According to a pre-sentencing memorandum, Tyler was charged with selling 1,300 hits of acid, found on 13 sheets of paper and equivalent to several grams of liquid. According to the memo prepared by his probation officer, he netted about $3,000 from "a very loosely woven conspiracy" that involved selling acid to "friends, family and business acquaintances". Tyler pleaded guilty to drug distribution.

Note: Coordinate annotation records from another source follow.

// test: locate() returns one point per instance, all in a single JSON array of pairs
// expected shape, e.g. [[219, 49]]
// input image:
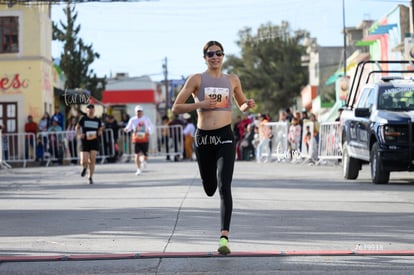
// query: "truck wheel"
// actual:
[[378, 174], [350, 165]]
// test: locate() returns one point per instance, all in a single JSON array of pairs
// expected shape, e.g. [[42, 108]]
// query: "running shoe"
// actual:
[[83, 173], [224, 248]]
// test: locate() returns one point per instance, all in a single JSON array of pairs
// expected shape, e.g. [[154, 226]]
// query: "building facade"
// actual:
[[26, 69]]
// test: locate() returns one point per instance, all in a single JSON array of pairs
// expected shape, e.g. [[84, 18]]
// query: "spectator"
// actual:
[[40, 150], [246, 145], [58, 116], [339, 114], [164, 138], [56, 147], [43, 125], [294, 137], [264, 136], [111, 141], [176, 135], [125, 137], [30, 128], [289, 115], [315, 137], [141, 128]]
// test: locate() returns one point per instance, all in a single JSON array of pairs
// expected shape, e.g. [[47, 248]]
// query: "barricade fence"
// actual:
[[326, 144], [64, 146]]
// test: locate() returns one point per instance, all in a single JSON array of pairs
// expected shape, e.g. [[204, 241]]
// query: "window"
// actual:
[[9, 33]]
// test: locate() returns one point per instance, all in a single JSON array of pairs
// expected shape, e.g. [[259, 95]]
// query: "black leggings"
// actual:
[[216, 152]]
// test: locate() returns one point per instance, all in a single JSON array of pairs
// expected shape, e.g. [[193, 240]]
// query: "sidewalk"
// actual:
[[161, 222]]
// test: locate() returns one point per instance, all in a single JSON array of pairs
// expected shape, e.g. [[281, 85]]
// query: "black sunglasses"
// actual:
[[211, 54]]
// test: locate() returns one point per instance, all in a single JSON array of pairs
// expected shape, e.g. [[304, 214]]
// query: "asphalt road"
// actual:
[[287, 219]]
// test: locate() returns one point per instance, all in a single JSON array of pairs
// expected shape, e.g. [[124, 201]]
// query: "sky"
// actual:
[[139, 37]]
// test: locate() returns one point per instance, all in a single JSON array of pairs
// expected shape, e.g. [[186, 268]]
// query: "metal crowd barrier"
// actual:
[[63, 147], [329, 145], [330, 141], [165, 141], [3, 164]]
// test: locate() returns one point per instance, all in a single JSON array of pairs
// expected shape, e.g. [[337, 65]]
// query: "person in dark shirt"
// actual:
[[90, 129]]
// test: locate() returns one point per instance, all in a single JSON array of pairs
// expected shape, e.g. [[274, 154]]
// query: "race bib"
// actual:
[[90, 135], [220, 94]]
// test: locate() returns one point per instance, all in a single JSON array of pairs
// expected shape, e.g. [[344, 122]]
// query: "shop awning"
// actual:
[[128, 96]]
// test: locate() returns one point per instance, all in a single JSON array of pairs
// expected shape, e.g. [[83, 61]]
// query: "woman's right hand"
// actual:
[[209, 103]]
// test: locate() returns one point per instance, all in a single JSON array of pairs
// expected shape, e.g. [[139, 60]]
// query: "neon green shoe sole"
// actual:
[[224, 248]]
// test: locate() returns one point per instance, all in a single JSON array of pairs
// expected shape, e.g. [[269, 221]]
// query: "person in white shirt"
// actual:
[[141, 128]]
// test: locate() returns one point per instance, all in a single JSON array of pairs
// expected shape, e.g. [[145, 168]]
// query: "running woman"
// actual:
[[213, 93], [90, 129]]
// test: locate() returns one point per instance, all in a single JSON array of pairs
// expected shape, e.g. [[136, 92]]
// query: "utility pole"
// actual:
[[343, 23], [167, 97]]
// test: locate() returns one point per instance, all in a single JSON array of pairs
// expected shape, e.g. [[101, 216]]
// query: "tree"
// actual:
[[77, 56], [270, 66]]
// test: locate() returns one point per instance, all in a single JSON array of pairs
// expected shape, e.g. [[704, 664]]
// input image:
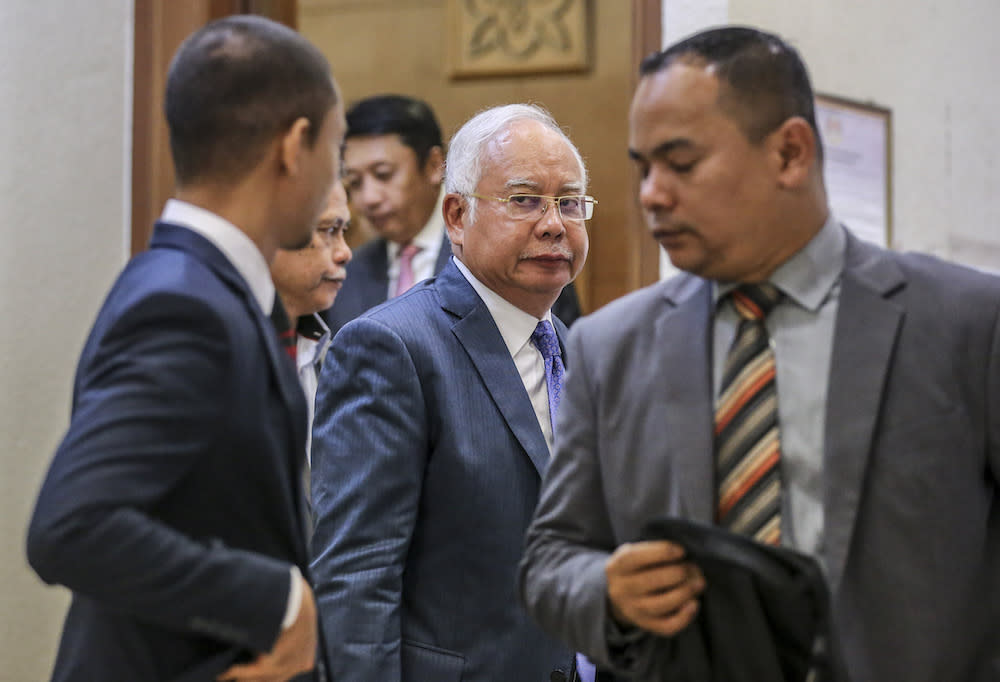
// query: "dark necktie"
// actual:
[[545, 340], [284, 328], [747, 443]]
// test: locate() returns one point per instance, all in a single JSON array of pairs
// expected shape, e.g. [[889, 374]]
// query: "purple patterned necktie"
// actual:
[[545, 340]]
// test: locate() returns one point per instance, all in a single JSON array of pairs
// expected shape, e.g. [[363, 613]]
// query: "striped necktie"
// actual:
[[747, 443]]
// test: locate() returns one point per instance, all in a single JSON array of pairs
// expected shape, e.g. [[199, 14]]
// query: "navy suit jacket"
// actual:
[[367, 285], [173, 507], [427, 463]]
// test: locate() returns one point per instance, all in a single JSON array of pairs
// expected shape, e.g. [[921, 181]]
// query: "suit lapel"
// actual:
[[172, 236], [683, 336], [479, 336], [868, 322]]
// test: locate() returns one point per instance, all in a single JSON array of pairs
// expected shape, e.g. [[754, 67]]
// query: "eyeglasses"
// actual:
[[534, 206]]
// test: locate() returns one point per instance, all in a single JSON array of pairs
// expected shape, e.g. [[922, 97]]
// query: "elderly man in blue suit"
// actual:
[[434, 425], [394, 171], [173, 508]]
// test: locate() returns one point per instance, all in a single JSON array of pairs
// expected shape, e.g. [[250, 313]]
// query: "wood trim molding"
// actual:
[[646, 38]]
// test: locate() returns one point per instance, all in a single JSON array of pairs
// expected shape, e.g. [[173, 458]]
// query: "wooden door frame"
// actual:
[[154, 47]]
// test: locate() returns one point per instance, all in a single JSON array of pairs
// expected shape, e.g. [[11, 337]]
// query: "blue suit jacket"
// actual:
[[367, 285], [173, 508], [427, 462]]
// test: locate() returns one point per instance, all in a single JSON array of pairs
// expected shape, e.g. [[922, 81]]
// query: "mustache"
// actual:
[[555, 250]]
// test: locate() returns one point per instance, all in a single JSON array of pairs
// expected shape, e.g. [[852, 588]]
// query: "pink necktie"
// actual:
[[405, 280]]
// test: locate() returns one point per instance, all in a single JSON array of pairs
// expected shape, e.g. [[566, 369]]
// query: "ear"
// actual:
[[294, 144], [434, 166], [454, 209], [795, 146]]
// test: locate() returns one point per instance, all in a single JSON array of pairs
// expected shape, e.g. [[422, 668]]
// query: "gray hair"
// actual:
[[463, 167]]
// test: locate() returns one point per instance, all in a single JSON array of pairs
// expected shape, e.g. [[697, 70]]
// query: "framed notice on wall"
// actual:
[[857, 147], [505, 37]]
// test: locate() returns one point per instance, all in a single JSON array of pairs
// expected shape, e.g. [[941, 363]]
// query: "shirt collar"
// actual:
[[809, 275], [235, 245], [429, 237], [515, 325], [312, 340]]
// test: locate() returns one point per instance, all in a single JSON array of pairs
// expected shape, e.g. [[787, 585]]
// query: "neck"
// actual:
[[240, 207]]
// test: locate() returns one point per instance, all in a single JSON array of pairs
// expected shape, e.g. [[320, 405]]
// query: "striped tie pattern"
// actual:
[[747, 443]]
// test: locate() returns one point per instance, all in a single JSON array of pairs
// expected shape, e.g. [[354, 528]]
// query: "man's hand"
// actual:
[[294, 652], [651, 586]]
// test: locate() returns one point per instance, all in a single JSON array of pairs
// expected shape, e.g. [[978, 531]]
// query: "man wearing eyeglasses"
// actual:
[[434, 425], [393, 170]]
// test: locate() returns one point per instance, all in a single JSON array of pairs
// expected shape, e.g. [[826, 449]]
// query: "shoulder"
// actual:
[[637, 310]]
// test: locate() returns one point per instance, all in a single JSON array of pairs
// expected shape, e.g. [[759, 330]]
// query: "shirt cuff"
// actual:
[[294, 599]]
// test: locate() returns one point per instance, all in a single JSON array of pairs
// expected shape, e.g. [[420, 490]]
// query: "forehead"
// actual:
[[368, 150], [679, 102], [531, 151]]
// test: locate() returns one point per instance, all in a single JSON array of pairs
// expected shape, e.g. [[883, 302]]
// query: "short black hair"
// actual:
[[765, 80], [233, 86], [410, 118]]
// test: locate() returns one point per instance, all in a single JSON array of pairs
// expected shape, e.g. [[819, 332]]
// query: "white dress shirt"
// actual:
[[516, 328], [429, 240]]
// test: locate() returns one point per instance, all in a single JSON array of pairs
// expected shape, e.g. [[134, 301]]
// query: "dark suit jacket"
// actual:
[[367, 285], [173, 508], [427, 461], [911, 460]]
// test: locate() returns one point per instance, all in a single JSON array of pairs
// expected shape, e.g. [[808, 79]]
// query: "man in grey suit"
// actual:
[[393, 171], [433, 425], [888, 382]]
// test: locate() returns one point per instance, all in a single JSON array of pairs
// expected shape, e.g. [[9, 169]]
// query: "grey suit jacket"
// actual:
[[367, 285], [911, 457], [427, 462]]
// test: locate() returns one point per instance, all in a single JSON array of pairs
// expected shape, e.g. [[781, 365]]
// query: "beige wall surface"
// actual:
[[932, 64], [65, 132]]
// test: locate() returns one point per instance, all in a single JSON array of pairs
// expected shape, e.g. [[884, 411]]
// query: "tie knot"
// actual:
[[544, 338], [756, 301], [408, 252]]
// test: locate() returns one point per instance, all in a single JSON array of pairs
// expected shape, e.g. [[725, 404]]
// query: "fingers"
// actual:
[[652, 587], [294, 652]]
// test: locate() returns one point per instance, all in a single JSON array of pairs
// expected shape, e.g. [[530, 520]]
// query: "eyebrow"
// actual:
[[518, 183], [661, 149]]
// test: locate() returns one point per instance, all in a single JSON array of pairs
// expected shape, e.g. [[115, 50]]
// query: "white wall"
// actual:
[[65, 136], [933, 64]]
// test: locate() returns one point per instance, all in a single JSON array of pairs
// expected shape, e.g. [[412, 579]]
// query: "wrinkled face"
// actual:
[[308, 279], [318, 168], [709, 194], [525, 261], [388, 186]]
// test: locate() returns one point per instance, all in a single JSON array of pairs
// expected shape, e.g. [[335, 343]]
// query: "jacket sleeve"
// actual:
[[368, 453], [562, 581], [149, 397]]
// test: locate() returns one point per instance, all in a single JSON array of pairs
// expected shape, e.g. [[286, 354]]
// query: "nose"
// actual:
[[341, 252], [656, 190], [368, 194], [550, 223]]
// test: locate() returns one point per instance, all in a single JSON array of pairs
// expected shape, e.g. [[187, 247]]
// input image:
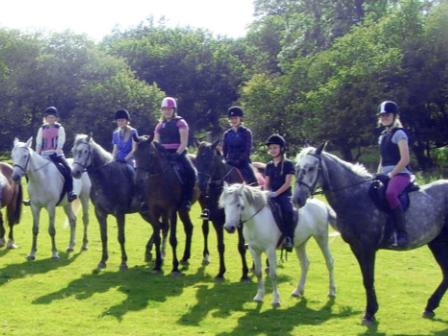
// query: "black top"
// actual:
[[278, 179]]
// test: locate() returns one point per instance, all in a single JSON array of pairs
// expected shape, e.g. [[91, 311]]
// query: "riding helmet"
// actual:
[[235, 111], [387, 106], [122, 114], [276, 139], [169, 102], [51, 110]]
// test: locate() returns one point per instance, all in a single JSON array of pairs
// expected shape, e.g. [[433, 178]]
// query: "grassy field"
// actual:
[[68, 297]]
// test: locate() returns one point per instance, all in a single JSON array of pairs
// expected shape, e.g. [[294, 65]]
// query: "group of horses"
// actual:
[[154, 190]]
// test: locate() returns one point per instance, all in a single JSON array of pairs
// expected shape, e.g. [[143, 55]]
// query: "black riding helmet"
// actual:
[[51, 110], [387, 106], [276, 139], [122, 114], [235, 111]]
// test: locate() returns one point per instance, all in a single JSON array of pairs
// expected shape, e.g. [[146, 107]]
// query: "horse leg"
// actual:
[[205, 252], [72, 220], [36, 215], [2, 231], [325, 248], [219, 228], [85, 219], [366, 260], [256, 256], [122, 241], [173, 242], [188, 229], [439, 248], [52, 232], [242, 250], [102, 220], [272, 257], [304, 266]]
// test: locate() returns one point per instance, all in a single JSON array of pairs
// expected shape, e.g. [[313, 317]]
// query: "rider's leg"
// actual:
[[395, 187], [288, 221], [68, 177], [190, 182]]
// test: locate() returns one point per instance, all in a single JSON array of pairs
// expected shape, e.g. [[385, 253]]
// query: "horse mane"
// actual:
[[100, 150], [254, 196], [356, 168]]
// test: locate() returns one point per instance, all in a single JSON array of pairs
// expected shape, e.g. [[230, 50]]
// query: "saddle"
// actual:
[[64, 174], [377, 192], [278, 217]]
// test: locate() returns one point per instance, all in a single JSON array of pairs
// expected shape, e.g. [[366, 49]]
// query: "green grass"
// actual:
[[68, 297]]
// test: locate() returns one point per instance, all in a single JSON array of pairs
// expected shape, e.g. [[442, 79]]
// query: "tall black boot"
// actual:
[[400, 222]]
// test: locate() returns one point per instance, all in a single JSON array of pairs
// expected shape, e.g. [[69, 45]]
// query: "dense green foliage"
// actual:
[[307, 70]]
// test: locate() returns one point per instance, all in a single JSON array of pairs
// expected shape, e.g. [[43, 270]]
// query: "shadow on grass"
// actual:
[[27, 268], [140, 286], [283, 321]]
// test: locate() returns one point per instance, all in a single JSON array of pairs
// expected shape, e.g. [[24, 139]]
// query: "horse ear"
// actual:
[[216, 143], [320, 148], [29, 142]]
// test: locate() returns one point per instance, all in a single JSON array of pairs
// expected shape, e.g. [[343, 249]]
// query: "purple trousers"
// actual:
[[395, 187]]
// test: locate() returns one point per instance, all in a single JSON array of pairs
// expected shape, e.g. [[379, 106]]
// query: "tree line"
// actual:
[[308, 70]]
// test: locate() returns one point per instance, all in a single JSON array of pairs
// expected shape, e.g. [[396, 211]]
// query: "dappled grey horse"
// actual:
[[364, 227], [113, 190]]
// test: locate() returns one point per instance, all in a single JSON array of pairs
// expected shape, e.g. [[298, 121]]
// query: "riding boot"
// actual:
[[400, 222]]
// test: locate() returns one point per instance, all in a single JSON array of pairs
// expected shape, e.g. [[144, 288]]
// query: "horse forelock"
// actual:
[[356, 168]]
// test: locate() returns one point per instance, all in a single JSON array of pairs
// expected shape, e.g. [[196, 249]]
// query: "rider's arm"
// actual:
[[39, 141], [404, 157], [285, 185]]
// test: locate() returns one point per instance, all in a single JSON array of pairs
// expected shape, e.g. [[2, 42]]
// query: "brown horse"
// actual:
[[12, 200], [163, 193]]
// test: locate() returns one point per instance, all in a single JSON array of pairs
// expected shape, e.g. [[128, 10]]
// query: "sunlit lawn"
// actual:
[[68, 297]]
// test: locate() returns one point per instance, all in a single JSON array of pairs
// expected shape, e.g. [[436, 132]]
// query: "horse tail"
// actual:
[[14, 211], [332, 218], [76, 206]]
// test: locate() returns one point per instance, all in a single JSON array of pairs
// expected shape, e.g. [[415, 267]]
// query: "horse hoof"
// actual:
[[428, 314], [368, 321]]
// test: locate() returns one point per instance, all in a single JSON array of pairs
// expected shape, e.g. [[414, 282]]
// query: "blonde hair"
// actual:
[[162, 117]]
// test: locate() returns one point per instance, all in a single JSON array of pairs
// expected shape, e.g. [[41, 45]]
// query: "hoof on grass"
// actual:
[[428, 314]]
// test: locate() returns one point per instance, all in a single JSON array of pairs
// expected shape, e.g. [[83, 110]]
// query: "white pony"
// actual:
[[44, 189], [247, 206]]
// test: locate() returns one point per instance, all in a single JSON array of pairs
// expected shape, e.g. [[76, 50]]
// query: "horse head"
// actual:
[[20, 155], [308, 174], [231, 201], [82, 154], [206, 163]]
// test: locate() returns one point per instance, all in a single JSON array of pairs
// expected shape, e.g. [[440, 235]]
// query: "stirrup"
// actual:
[[205, 215]]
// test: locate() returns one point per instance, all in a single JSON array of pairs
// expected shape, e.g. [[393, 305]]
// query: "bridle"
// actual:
[[25, 168], [84, 166]]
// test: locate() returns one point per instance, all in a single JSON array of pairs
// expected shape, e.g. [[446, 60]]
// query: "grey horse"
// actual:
[[366, 228]]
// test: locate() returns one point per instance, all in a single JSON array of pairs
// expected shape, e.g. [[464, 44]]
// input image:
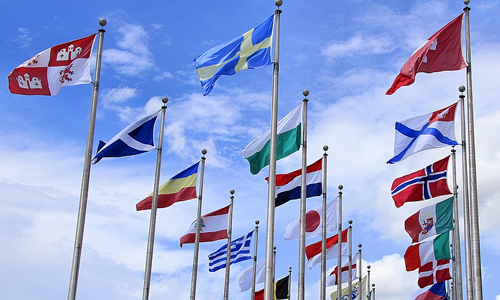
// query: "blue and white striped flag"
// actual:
[[240, 251]]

In 1992, at age 24, he was sentenced to life in prison without parole because of his two prior drug convictions (for which he did not serve prison time) under the federal three-strikes law. Under the law's stipulations, the judge was not able to consider Tyler's drug addiction, lack of violent conduct, mental health issues, or youth when determining his sentence.

Because the packages of LSD were sent to Tyler's father, he was convicted of conspiracy. He received a 10-year sentence and died in prison. His friend who worked as a confidential informant served 10 years.

==Life in prison==

After his conviction, Tyler was incarcerated in United States Penitentiary, Canaan in Pennsylvania. As of 2016, he was held in Federal Correctional Institution, Jesup, a medium-security federal prison. Because of prison prohibitions against music, Tyler went 20 years from the time of his initial arrest without listening to any Grateful Dead music, except what his sister could play for him in the limited phone time he was allocated. In 2012, inmates were permitted to purchase digital music players.

In 2013, Senator Rand Paul highlighted Tyler's case, writing that he "should have been punished for selling drugs, but he shouldn’t have to spend the rest of his life in prison for it. Today, Timothy is 45 and will likely spend the rest of his life behind bars, not because a judge thought it was a proper punishment, but because an arbitrary federal law demanded it."

More than 400,000 people signed a petition on Change.org calling on President Barack Obama to grant Tyler clemency. In August 2016, he was granted clemency, and subsequently released on August 30, 2018.